The conveyance of meaning through language is predicated on direct understanding. This works when organizing takes place on a micro level, where there are shared linguistic assumptions and cues. But it poses difficulties for broader, more heterogeneous organizing; collective action can actually serve to hide or obscure meaning. A Friday visit to the R.F. Kampfer Revolutionary Literature Archive — housed in the home of Bradley Duncan — was an amazing opportunity to learn about the codes embedded in certain turns of phrase in leftist materials. “On the National question,” according to Duncan, was coded language for discussions of racism and imperialism. Friday night’s panel made clear that, at least in Chicago’s organizing history, “rainbow coalition” was really a way of talking about class struggle. Watching organizing take place on the internet, particularly through Black Lives Matter, I’ve seen the way certain phrases (often hashtags) are either invented or acquire new meaning that’s secret but spreadable. We can use these terms as a way of loosely demonstrating which side we’re on. But I’m left wondering about the value of the smaller subsets of language that can still hold.
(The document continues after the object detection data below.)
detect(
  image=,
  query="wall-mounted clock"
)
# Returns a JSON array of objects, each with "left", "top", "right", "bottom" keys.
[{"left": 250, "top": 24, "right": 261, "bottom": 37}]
Occupy Wall Street is a good example of a contemporary movement that attempted to avoid divisive subsets of both people and language. The rhetorical success — and also the profound, underlying frustration — of OWS was that it allowed people to state their allegiance to a movement that had no specific demands. What are the ways we can come together that seem real yet flexible? How do we meet with “our own” in a way that leaves room for the needs of others, that even puts those needs potentially first? Is there something about art’s collaborative form, or its means of spreading, that we can learn from as we work towards racial equity?
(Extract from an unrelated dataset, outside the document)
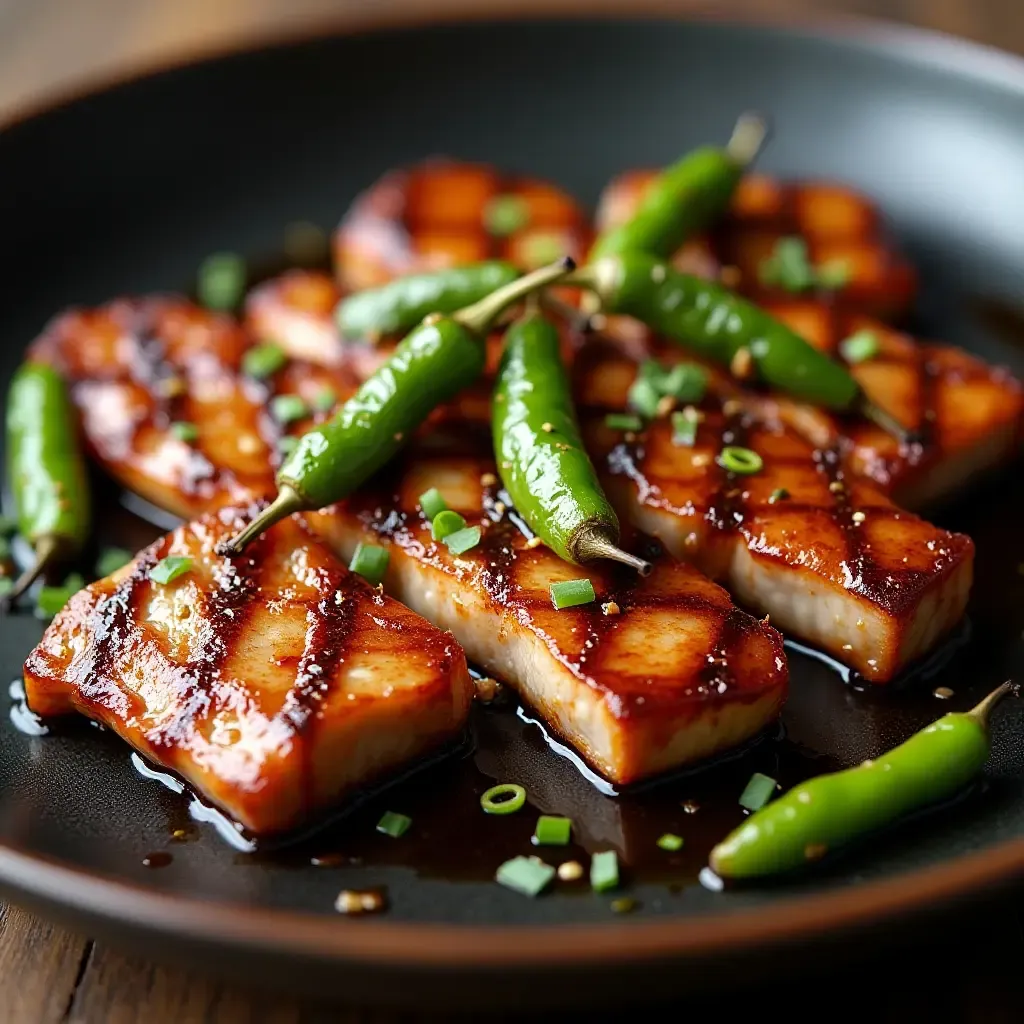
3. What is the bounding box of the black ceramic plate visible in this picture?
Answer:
[0,4,1024,999]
Panel discussion on the original Rainbow Coalition at Slought Foundation
Organize Your Own currently feels like an exercise in “more is more”: the more threads we are given to follow, the more likely it is that one of those threads will inspire each of us to start organizing for racial equity within our own communities, whatever they may be. How all of these things will hold together is a bit unclear to me. As to the puzzling over where the central question — “What does it mean to organize your own?” — ruptures or shifts, I think the production of any meaningful answers will require an extremely dedicated audience that already sees its engagement with the exhibit and programming as a form of organizing, or, perhaps, clap back. The two days I spent with Organize Your Own were a successful meta exercise: they provided a new “own” to organize with temporarily, and as a writer generally grounded in other forms of practice (art and pedagogy, primarily), I found it helpful to engage with a project where written documentation is not asked to provide critical closure, but rather to act as a live part of an ongoing work. In the end, I’m not necessarily the intended audience for this work, but I think that’s good. Perhaps the best way to get people to work towards difference is to throw them more heavily in contrast with themselves.
Organize Your Own continues at the Kelly Writers House (University of Pennsylvania, 3805 Locust Walk, Philadelphia) through February 17. The exhibition then travels to Chicago, where it will be on view at the Averill and Bernard Leviton Gallery (Columbia College Chicago, 619 S Wabash Avenue) from March 3 through April 9. Events continue throughout the year; check the website for details. For those who are remote, some aspects of the project will also take place online.
Editor’s note: The organizers of this event provided the writer with train fare and lodging.